Me and You


Last Saturday afternoon I went to see Talia Hallmona and Pascal Brullemans’ play Me and You. It is about the sensitive issue of immigrant integration in Québec. Moi et l’Autre was originally written in French and won the Louise-LaHaye prize, an award that recognizes excellence in plays for a young audience. Here is the synopsis from the Talisman Theatre’s website:

A young actress recalls her childhood memories and her arrival in Quebec. As the story unfolds, she recounts her meeting with Julie Sirois, her best friend—a quebecoise who dies in an accident. Denying this reality, Talia will interrupt the story and change the course of her destiny by giving her role to Julie. But she soon discovers that sharing her life with others has risks, especially when it comes to uniting two cultures that everything dissociates. Autofiction where reality and freedom are scrambled, Me and You portrays a friendship that defies conventions and looks at the identity of the immigrant, posing the question : Do we acknowledge the Other for what he gives us, or for what he takes from us?

The structure of the play is interesting. Numbered cards are brought out to introduce each brief scene. The two girls meet in high school and become fast friends, but only after Talia (Mirian Katrib) has been taunted and ostracised by her classmates for being an immigrant. The horrors of high school are intensified. Talia is half Egyptian and half Greek/Italian.

The acting was impressive. Kathleen Stavert as Julie, the rock’n roll teenager from Laval was electric. Although it is a short play, time passes quickly (in both senses) and we learn what life is like for Talia — confusing to say the least. After high school, she decides to become an actress, perhaps in the hope that assuming scripted roles will provide her with an identity, however temporary. Before long she announces to her mother that she now wants to be a revolutionary, so to get that out of her system, her mother brings her to an Egyptian community meeting where she is rudely denigrated by a young man for not speaking Arabic and for being a slut. Her mother overhears the conversation and is angry that her daughter didn’t tell him to go to hell, so they quickly leave. Katrib does a fine job switching from mother to daughter.

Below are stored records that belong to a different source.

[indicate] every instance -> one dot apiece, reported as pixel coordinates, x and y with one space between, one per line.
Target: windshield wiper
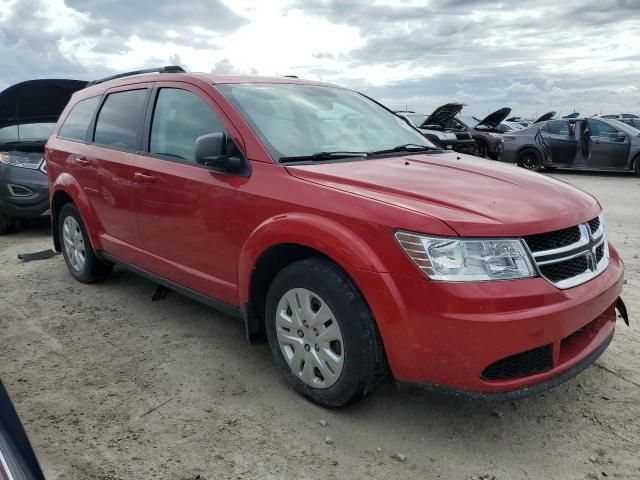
407 147
323 156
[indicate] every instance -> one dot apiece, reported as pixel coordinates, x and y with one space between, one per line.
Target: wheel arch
67 190
282 241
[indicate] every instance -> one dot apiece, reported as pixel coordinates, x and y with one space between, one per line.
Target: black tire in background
530 159
364 363
93 269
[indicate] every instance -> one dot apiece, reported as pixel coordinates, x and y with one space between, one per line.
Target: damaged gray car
577 143
28 113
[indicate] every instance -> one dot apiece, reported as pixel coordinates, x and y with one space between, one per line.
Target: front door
560 141
186 210
609 147
117 139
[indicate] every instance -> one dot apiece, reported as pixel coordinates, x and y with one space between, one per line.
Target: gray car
28 113
576 143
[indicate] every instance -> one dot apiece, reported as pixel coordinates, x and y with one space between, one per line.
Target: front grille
551 240
570 256
557 272
523 364
569 338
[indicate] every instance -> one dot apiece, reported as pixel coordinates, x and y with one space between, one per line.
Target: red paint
206 230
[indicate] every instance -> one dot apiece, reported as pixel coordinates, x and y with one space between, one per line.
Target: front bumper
32 202
446 334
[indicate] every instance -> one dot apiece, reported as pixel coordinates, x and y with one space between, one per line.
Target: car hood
474 197
495 118
545 117
36 101
443 114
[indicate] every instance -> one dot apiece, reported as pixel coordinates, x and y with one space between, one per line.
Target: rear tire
322 335
77 251
530 159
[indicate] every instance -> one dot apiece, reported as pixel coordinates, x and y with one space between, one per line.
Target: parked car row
604 142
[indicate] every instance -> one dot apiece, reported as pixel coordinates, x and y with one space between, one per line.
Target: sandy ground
114 386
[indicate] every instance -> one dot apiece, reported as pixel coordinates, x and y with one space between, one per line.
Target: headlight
460 260
22 161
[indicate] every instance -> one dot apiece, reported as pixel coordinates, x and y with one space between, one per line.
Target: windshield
416 118
296 120
28 132
626 128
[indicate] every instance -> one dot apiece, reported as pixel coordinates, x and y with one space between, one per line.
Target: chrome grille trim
586 246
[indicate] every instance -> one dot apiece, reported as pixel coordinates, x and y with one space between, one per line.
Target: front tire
322 335
530 159
77 251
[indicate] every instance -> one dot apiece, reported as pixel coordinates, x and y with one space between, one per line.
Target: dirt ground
114 386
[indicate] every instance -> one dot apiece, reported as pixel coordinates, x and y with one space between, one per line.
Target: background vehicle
628 118
589 144
486 132
28 114
335 231
441 128
17 460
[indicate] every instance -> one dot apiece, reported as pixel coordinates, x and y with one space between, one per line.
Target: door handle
142 178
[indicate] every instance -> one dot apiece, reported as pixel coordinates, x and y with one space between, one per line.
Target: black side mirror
217 151
211 149
618 137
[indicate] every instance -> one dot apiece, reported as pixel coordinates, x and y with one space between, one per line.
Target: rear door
608 147
560 142
186 211
117 138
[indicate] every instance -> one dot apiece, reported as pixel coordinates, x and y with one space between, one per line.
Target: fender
331 238
66 183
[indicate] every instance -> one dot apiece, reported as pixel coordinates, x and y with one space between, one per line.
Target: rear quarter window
120 119
77 122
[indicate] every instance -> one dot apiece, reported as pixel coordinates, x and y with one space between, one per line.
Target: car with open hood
28 114
443 130
336 232
575 143
487 132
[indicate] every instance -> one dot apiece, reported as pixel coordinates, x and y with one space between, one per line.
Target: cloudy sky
531 56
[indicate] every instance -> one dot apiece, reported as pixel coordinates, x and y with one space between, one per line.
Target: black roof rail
165 69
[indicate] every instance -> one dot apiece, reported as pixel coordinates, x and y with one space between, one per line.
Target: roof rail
166 69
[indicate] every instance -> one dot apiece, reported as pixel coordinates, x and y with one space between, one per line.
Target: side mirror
217 151
618 136
211 149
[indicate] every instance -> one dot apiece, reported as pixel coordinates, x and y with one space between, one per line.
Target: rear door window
120 119
77 122
559 127
598 128
179 118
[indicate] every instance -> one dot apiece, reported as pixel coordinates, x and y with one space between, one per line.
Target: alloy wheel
310 338
74 244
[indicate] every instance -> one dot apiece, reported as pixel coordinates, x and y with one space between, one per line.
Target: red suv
336 232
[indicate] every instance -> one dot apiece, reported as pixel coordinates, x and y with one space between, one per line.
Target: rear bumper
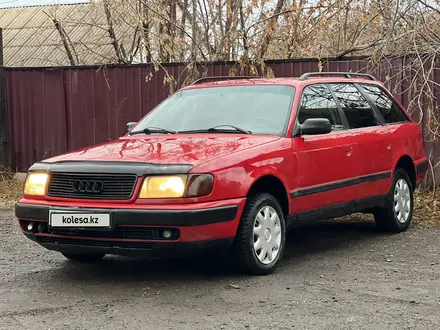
135 231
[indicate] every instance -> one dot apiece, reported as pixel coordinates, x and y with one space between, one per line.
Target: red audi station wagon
229 164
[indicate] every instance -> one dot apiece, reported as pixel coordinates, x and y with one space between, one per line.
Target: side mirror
313 126
130 125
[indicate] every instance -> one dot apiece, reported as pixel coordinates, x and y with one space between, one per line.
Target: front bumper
135 231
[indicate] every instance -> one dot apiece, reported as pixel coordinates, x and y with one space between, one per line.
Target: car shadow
313 239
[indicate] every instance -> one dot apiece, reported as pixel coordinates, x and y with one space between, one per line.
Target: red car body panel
237 161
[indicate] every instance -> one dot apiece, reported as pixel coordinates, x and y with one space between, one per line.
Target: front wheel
261 236
396 214
84 257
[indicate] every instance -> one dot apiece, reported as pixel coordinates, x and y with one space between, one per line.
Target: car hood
164 149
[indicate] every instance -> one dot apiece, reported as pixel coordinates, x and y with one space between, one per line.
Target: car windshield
260 109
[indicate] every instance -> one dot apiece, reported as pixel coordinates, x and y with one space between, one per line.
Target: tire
258 212
391 217
83 257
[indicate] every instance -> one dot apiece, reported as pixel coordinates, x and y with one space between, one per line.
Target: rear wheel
260 239
84 257
396 214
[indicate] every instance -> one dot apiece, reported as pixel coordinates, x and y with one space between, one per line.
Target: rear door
369 137
327 163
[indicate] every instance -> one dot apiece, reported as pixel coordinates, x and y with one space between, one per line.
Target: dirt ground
335 275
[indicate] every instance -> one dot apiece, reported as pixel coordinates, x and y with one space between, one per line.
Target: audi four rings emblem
88 186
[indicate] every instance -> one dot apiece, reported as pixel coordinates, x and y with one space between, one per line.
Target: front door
328 164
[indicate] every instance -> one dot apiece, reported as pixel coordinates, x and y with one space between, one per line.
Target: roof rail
348 75
221 78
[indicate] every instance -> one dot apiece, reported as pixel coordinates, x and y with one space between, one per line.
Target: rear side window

At one point, we overhear her mother on the phone to Egypt. For me this was really where the play took off. Not only is it difficult for immigrants to create a place for themselves in Quebec society, but the problems they have escaped from remain very real for them when they have left loved ones behind and hear of the horrors taking place but can do nothing. Although I belong to a minority in Québec, as a middleclass anglophone, I am not subjected to this painful reality. Of course I can watch news reports on the CBC or Aljazeera, or watch various YouTube videos about the war torn middle-east, but I can always turn the TV or computer off and forget about it.

Nonetheless, it was a pleasant surprise to read a recent online article reporting that the Syrian refugees in Canada had organized a fund-raising campaign on Facebook. They wanted to help the people who had to flee from the ranging fires in Fort McMurray, in northern Alberta, near the Canadian tar sands. The Syrians said they understood exactly what it was like to suddenly lose their homes and wanted to do something in return for the help they had received from the people of Canada.

The sense of reconciliation Me and You suggests also merits comment. When we learn that Julie has died in a car crash, Talia quickly denies that this has happened. From that point on Sylvie inhabits part of Talia’s psyche, an idea which I think is well illustrated in the advertising poster shown above. The original French title is somewhat different: it emphasizes the opposition between self and other, yet the play collapses that seemingly unbreechable distance. What is remarkable is that all these various parts end up contributing to the construction of an identity — one that is not necessarily coherent. Perhaps it would be helpful to add that coherence may not be necessary.